As America’s Leading Source of News About the Danish EconomyTM, the Curious Capitalist is legally required to report this important information released Monday by the University of Michigan’s World Values Survey:
The results indicate that Denmark is the happiest nation in the world and Zimbabwe the unhappiest. The United States ranks 16th on the list, immediately after New Zealand.
Despite being just a teensy bit dour, the Danes are perennially high scorers on happiness surveys. My favorite explanation for this came in a study published in 2006 by researchers at the University of Southern Denmark: It’s not the great economy or the free health-care or the pickled herring; it’s the low expectations. As the NYT reported:
[O]n surveys, Danes continually report lower expectations for the year to come, compared with most other nations.
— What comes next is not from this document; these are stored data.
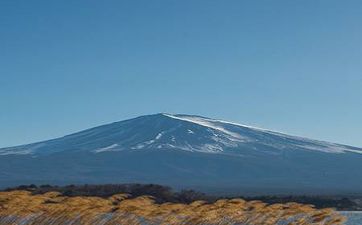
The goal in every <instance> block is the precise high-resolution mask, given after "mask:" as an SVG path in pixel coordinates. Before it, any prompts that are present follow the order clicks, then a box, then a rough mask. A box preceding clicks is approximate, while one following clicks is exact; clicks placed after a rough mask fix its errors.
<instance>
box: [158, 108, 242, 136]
mask: <svg viewBox="0 0 362 225" xmlns="http://www.w3.org/2000/svg"><path fill="white" fill-rule="evenodd" d="M164 115H165V116H168V117H171V118H173V119H178V120H183V121H187V122H191V123H196V124H198V125H201V126H204V127H208V128H211V129H214V130H218V131H221V132H223V133H225V134H227V135H229V136H230V137H231V138H233V139H232V140H233V141H242V142H243V141H245V139H246V138H245V137H243V136H241V135H240V134H238V133H234V132H231V131H229V130H226V129H225V128H223V127H221V126H217V125H216V124H214V123H212V122H211V121H210V120H208V119H204V118H201V117H195V116H175V115H170V114H164Z"/></svg>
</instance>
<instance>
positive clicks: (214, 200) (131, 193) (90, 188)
mask: <svg viewBox="0 0 362 225" xmlns="http://www.w3.org/2000/svg"><path fill="white" fill-rule="evenodd" d="M15 190H23V191H29V192H31V193H32V194H44V193H47V192H59V193H61V194H62V195H64V196H68V197H75V196H90V197H91V196H93V197H102V198H108V197H110V196H112V195H115V194H118V193H128V194H130V195H131V196H133V197H138V196H143V195H152V196H153V197H154V200H155V202H156V203H166V202H172V203H185V204H188V203H191V202H194V201H198V200H202V201H206V202H208V203H213V202H215V201H217V200H219V199H225V198H230V197H226V196H210V195H206V194H204V193H201V192H197V191H194V190H182V191H178V192H177V191H173V190H172V189H171V188H170V187H167V186H162V185H157V184H103V185H67V186H52V185H40V186H36V185H22V186H18V187H14V188H8V189H6V191H15ZM234 198H235V196H234ZM237 198H242V199H245V200H247V201H253V200H259V201H262V202H265V203H268V204H275V203H283V204H284V203H288V202H297V203H301V204H311V205H314V206H315V207H316V208H318V209H322V208H336V209H337V210H339V211H362V198H361V197H358V196H349V197H346V196H237Z"/></svg>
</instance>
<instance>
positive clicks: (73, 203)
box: [0, 191, 345, 225]
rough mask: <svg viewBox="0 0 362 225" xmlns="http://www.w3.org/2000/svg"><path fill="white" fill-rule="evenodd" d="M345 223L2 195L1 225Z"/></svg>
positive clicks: (307, 210) (272, 213) (137, 205)
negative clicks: (17, 224) (9, 224)
mask: <svg viewBox="0 0 362 225" xmlns="http://www.w3.org/2000/svg"><path fill="white" fill-rule="evenodd" d="M344 220H345V219H344V217H343V216H341V215H339V214H338V213H337V212H335V211H334V210H332V209H320V210H318V209H315V208H314V207H313V206H312V205H303V204H298V203H287V204H273V205H267V204H265V203H263V202H260V201H249V202H247V201H244V200H243V199H231V200H218V201H216V202H215V203H212V204H208V203H206V202H204V201H196V202H193V203H191V204H176V203H164V204H157V203H155V201H154V199H153V197H152V196H141V197H137V198H131V196H129V195H128V194H117V195H114V196H112V197H110V198H107V199H105V198H99V197H65V196H61V195H60V194H59V193H57V192H48V193H45V194H42V195H32V194H31V193H30V192H27V191H11V192H0V225H2V224H4V225H5V224H6V225H9V224H14V225H15V224H22V225H46V224H52V225H63V224H80V225H90V224H101V225H116V224H122V225H123V224H124V225H128V224H135V225H137V224H139V225H141V224H142V225H145V224H147V225H148V224H149V225H156V224H157V225H186V224H187V225H188V224H190V225H201V224H203V225H232V224H233V225H234V224H242V225H275V224H277V225H285V224H290V225H340V224H344Z"/></svg>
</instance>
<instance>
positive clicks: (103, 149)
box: [93, 144, 119, 153]
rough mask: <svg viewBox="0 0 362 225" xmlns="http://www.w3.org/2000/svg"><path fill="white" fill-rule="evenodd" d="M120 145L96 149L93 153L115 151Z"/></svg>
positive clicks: (110, 146) (104, 147) (98, 152)
mask: <svg viewBox="0 0 362 225" xmlns="http://www.w3.org/2000/svg"><path fill="white" fill-rule="evenodd" d="M118 146H119V145H118V144H113V145H110V146H107V147H104V148H100V149H96V150H94V151H93V152H95V153H100V152H109V151H114V149H115V148H117V147H118Z"/></svg>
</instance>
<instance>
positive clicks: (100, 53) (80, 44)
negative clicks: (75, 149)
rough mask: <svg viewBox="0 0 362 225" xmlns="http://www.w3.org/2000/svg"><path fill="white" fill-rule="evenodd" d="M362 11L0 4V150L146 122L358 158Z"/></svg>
mask: <svg viewBox="0 0 362 225" xmlns="http://www.w3.org/2000/svg"><path fill="white" fill-rule="evenodd" d="M361 28H362V1H360V0H349V1H342V0H338V1H336V0H323V1H321V0H295V1H291V0H276V1H272V0H265V1H264V0H257V1H256V0H243V1H239V0H235V1H232V0H227V1H223V0H219V1H214V0H182V1H180V0H163V1H160V0H153V1H150V0H136V1H135V0H129V1H127V0H124V1H118V0H117V1H116V0H115V1H112V0H108V1H95V0H94V1H90V0H87V1H85V0H84V1H78V0H71V1H70V0H69V1H49V0H44V1H37V0H34V1H27V0H23V1H18V0H2V1H0V52H1V53H0V147H5V146H11V145H17V144H24V143H30V142H34V141H40V140H45V139H49V138H54V137H59V136H63V135H65V134H69V133H72V132H75V131H79V130H82V129H85V128H89V127H92V126H96V125H100V124H103V123H108V122H113V121H119V120H123V119H127V118H132V117H135V116H139V115H143V114H152V113H157V112H170V113H186V114H198V115H203V116H208V117H214V118H222V119H224V120H230V121H234V122H240V123H245V124H249V125H256V126H260V127H264V128H270V129H274V130H280V131H283V132H287V133H291V134H296V135H301V136H306V137H312V138H316V139H321V140H327V141H333V142H339V143H344V144H349V145H355V146H360V147H362V29H361Z"/></svg>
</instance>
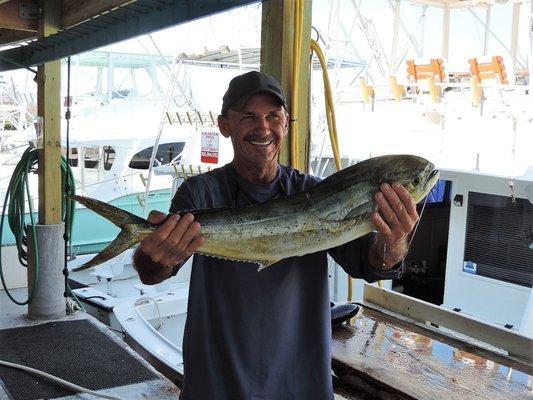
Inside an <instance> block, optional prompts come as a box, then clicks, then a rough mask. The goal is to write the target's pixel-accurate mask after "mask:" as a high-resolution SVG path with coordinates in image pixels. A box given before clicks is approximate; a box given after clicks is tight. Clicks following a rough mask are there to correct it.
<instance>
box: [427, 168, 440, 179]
mask: <svg viewBox="0 0 533 400" xmlns="http://www.w3.org/2000/svg"><path fill="white" fill-rule="evenodd" d="M438 177H439V170H438V169H434V170H433V171H431V172H430V174H429V175H428V182H431V181H432V180H434V179H438Z"/></svg>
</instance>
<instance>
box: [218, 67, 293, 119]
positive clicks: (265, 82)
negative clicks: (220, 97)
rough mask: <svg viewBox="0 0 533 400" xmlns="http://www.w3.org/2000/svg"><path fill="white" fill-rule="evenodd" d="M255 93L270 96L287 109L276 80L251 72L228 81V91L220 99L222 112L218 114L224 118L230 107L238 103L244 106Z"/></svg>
mask: <svg viewBox="0 0 533 400" xmlns="http://www.w3.org/2000/svg"><path fill="white" fill-rule="evenodd" d="M257 93H268V94H271V95H272V96H273V97H274V98H275V99H276V100H278V101H279V102H280V104H283V106H284V107H285V109H287V102H286V101H285V95H284V94H283V90H282V89H281V85H280V84H279V82H278V80H277V79H275V78H273V77H271V76H270V75H267V74H264V73H262V72H258V71H251V72H247V73H246V74H242V75H239V76H236V77H235V78H233V79H232V80H231V81H230V83H229V86H228V90H227V91H226V93H225V94H224V97H222V111H221V112H220V113H221V114H222V115H223V116H226V114H227V112H228V110H229V109H230V108H231V106H233V105H235V104H237V103H238V102H240V103H241V104H244V102H246V101H247V100H248V98H250V97H251V96H253V95H254V94H257Z"/></svg>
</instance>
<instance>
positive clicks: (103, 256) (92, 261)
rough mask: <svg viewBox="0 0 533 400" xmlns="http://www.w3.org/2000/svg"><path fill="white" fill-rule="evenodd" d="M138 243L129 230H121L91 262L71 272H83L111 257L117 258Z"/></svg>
mask: <svg viewBox="0 0 533 400" xmlns="http://www.w3.org/2000/svg"><path fill="white" fill-rule="evenodd" d="M138 242H139V237H138V236H136V235H133V234H132V232H131V231H130V230H129V229H124V230H122V231H121V232H120V233H119V234H118V236H117V237H116V238H115V240H113V241H112V242H111V243H109V244H108V245H107V247H106V248H105V249H103V250H102V251H101V252H100V253H98V254H97V255H96V256H94V257H93V258H92V259H91V260H89V261H87V262H86V263H84V264H82V265H80V266H79V267H76V268H74V269H73V270H72V271H74V272H78V271H83V270H84V269H87V268H90V267H93V266H95V265H99V264H102V263H103V262H106V261H108V260H110V259H112V258H113V257H116V256H118V255H119V254H120V253H122V252H123V251H126V250H128V249H129V248H130V247H131V246H133V245H134V244H137V243H138Z"/></svg>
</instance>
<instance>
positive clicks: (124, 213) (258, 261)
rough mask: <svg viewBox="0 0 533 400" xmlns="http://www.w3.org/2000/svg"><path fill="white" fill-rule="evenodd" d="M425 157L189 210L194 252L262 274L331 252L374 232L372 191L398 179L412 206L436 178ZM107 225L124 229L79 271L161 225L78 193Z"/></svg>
mask: <svg viewBox="0 0 533 400" xmlns="http://www.w3.org/2000/svg"><path fill="white" fill-rule="evenodd" d="M438 176H439V173H438V171H437V170H435V166H434V165H433V164H432V163H431V162H429V161H428V160H426V159H424V158H421V157H418V156H412V155H387V156H380V157H374V158H370V159H368V160H365V161H361V162H359V163H357V164H354V165H352V166H350V167H347V168H345V169H343V170H341V171H339V172H337V173H335V174H333V175H331V176H329V177H327V178H326V179H324V180H322V181H321V182H319V183H318V184H316V185H315V186H314V187H313V188H311V189H310V190H308V191H307V192H304V193H299V194H295V195H292V196H284V197H279V198H276V199H274V200H270V201H267V202H265V203H262V204H254V205H250V206H245V207H225V208H213V209H206V210H191V211H180V214H184V213H185V212H190V213H192V214H193V215H194V220H195V221H197V222H199V223H200V225H201V234H202V236H203V237H204V238H205V241H204V243H203V244H202V245H201V246H200V247H199V248H198V249H197V251H196V253H198V254H204V255H207V256H212V257H218V258H223V259H228V260H236V261H246V262H252V263H256V264H259V267H260V268H259V269H262V268H265V267H267V266H269V265H272V264H274V263H275V262H277V261H279V260H282V259H284V258H288V257H294V256H302V255H304V254H308V253H314V252H317V251H321V250H327V249H330V248H333V247H336V246H339V245H341V244H344V243H347V242H349V241H351V240H354V239H356V238H358V237H361V236H363V235H365V234H367V233H369V232H371V231H372V230H373V229H374V226H373V224H372V222H371V220H370V215H371V214H372V213H373V212H374V211H376V210H377V205H376V203H375V201H374V194H375V193H376V192H377V191H378V190H379V187H380V185H381V184H382V183H393V182H398V183H400V184H401V185H402V186H404V187H405V188H406V189H407V191H408V192H409V193H410V194H411V196H412V197H413V199H414V201H415V202H419V201H420V200H422V199H423V198H424V197H425V196H426V195H427V194H428V192H429V191H430V190H431V188H432V187H433V186H434V185H435V183H436V182H437V180H438ZM74 198H75V199H76V200H77V201H78V202H80V203H81V204H83V205H85V206H86V207H87V208H90V209H91V210H93V211H95V212H97V213H98V214H100V215H101V216H103V217H104V218H106V219H108V220H110V221H111V222H113V223H114V224H115V225H117V226H118V227H119V228H121V232H120V233H119V234H118V236H117V237H116V238H115V240H113V241H112V242H111V243H110V244H109V245H108V246H107V247H106V248H105V249H104V250H102V252H100V253H98V254H97V255H96V256H95V257H94V258H93V259H92V260H90V261H88V262H86V263H85V264H83V265H81V266H80V267H78V268H75V269H74V271H81V270H83V269H86V268H89V267H91V266H94V265H98V264H101V263H103V262H105V261H107V260H109V259H111V258H113V257H115V256H117V255H119V254H120V253H122V252H123V251H125V250H127V249H128V248H130V247H132V246H133V245H135V244H137V243H139V242H140V241H142V240H143V239H144V238H145V237H146V236H147V235H149V234H150V233H152V232H153V231H154V230H155V229H156V228H157V227H158V225H156V224H152V223H150V222H148V221H147V220H145V219H143V218H141V217H138V216H136V215H134V214H131V213H129V212H127V211H124V210H121V209H119V208H116V207H114V206H111V205H109V204H106V203H103V202H101V201H98V200H95V199H91V198H87V197H82V196H74Z"/></svg>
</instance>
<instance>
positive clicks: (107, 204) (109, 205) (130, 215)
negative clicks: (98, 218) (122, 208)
mask: <svg viewBox="0 0 533 400" xmlns="http://www.w3.org/2000/svg"><path fill="white" fill-rule="evenodd" d="M70 197H71V198H73V199H74V200H76V201H77V202H78V203H81V204H83V205H84V206H85V207H87V208H88V209H90V210H92V211H94V212H95V213H97V214H100V215H101V216H102V217H104V218H105V219H107V220H109V221H111V222H112V223H114V224H115V225H116V226H118V227H119V228H124V226H126V225H127V224H140V225H144V224H148V223H149V222H148V221H146V220H145V219H144V218H141V217H139V216H137V215H135V214H132V213H130V212H128V211H125V210H122V209H120V208H118V207H115V206H112V205H111V204H107V203H104V202H103V201H100V200H96V199H91V198H89V197H83V196H70Z"/></svg>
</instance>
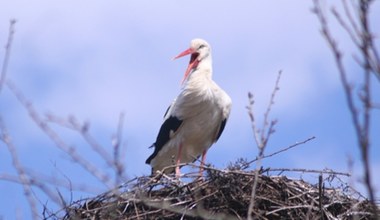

And “year after year, they are pleasantly surprised to find that not everything is getting more rotten in the state of Denmark,” the paper concludes.
There’s one other possibility that I don’t think the University of Southern Denmark researchers explored, though. Puerto Rico is No. 2 on the happiness list, and I know from personal experience that large quantities of Danish packaged meat products are consumed there. I think it’s high time the Danish beef and pork industries sponsored an exhaustive study of the link between processed meat and personal satisfaction.
Another interesting result of the World Values Survey is that, on the whole, the people of the world have been getting happier (or at least saying they’re happier) since 1981. This has apparently been a surprise to researchers. Said Ron Inglehart, the University of Michigan political science professor who directs the survey:
Most earlier research has suggested that happiness levels are stable. Important events like winning the lottery or learning you have cancer can lead to short-term changes, but in the long run most previous research suggests that people and nations are stuck on a “hedonic treadmill.” The belief has been that no matter what happens or what we do, basic happiness levels are stable and don’t really change.